The blockchain is undoubtedly a powerful technology in its infancy. One impediment to succeeding is that it requires full participation from everyone in the supply chain system. However, it is evolving to become a more viable application, with fewer limitations as a technology that serves as an incorruptible ledger, and one that can trace every interaction. It is extremely valuable in areas where accountability is key.

Nonetheless, it is still far from being widely adopted by the supply chains of big companies. Innovators include Maersk and IBM who are using smart contracts at more than 20 ports (including Halifax); Fleet Complete is using smart contracts to develop standard frameworks for the trucking industry. Another technology venue explored by a company named Kwikxchange, focuses on supply chain financing and invoice financing for SMEs applying for a loan.

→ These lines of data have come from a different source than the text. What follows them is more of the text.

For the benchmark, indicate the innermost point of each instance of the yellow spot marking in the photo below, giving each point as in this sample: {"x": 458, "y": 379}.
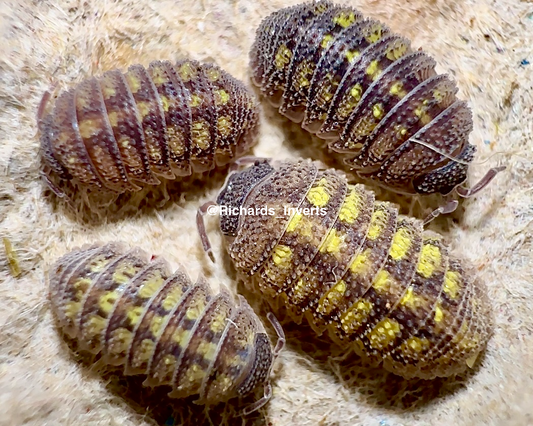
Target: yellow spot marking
{"x": 213, "y": 74}
{"x": 194, "y": 311}
{"x": 344, "y": 19}
{"x": 332, "y": 297}
{"x": 401, "y": 243}
{"x": 187, "y": 72}
{"x": 350, "y": 208}
{"x": 169, "y": 360}
{"x": 430, "y": 259}
{"x": 373, "y": 69}
{"x": 318, "y": 195}
{"x": 376, "y": 34}
{"x": 283, "y": 57}
{"x": 377, "y": 111}
{"x": 172, "y": 298}
{"x": 207, "y": 349}
{"x": 351, "y": 55}
{"x": 196, "y": 101}
{"x": 382, "y": 281}
{"x": 384, "y": 333}
{"x": 356, "y": 92}
{"x": 144, "y": 108}
{"x": 165, "y": 102}
{"x": 72, "y": 309}
{"x": 438, "y": 313}
{"x": 333, "y": 243}
{"x": 293, "y": 224}
{"x": 107, "y": 301}
{"x": 158, "y": 76}
{"x": 452, "y": 284}
{"x": 222, "y": 97}
{"x": 411, "y": 300}
{"x": 120, "y": 341}
{"x": 200, "y": 134}
{"x": 133, "y": 82}
{"x": 156, "y": 323}
{"x": 326, "y": 41}
{"x": 282, "y": 256}
{"x": 224, "y": 125}
{"x": 218, "y": 324}
{"x": 145, "y": 350}
{"x": 151, "y": 286}
{"x": 360, "y": 264}
{"x": 397, "y": 90}
{"x": 377, "y": 224}
{"x": 134, "y": 314}
{"x": 89, "y": 128}
{"x": 194, "y": 374}
{"x": 96, "y": 325}
{"x": 356, "y": 315}
{"x": 181, "y": 336}
{"x": 123, "y": 274}
{"x": 397, "y": 52}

An important addition to the current process is the proper creation of the contract itself. Flaws in the creation of some contracts have allowed hackers to drain money from some companies, Decentralized Autonomous Organization (The DAO) being the worst case so far. Auditing and verification of smart contracts from experienced companies represents a new solution. Just as the legal department currently verifies a written agreement, some “bug finders” will also scrutinize the code of the contract and ensure that there is no compromise on funds, sensitive data or breaches. The most curious part of this is that some companies in this arena rely on an overly labour-intensive source code revision and testing performed manually by humans. A team blending academic and corporate verification experience—led by Yale and Columbia University professors and backed by software engineers from Facebook and Google—has created a system that uses automatic modular verification to break tasks down into smaller ones, allowing them to be solved in a decentralized fashion. It will mathematically prove that any contract is free of bugs and hacker-resistant.

Blockchain technology improves the quality of business and cuts out the middleman, providing compliance while increasing transparency. Aside from developing a plan to identify, assess, and monitor the various risks impacting your organisation’s supply chain, putting a blockchain plan in place to proactively and address them in anticipation can ensure the health of your bottom-line and provide competitive advantage. It is comparable to the Internet, which changed everything about business during the decades that followed its invention. Companies that position themselves at the beginning stages of this technological revolution will need to adapt fast but will be poised to experience great success.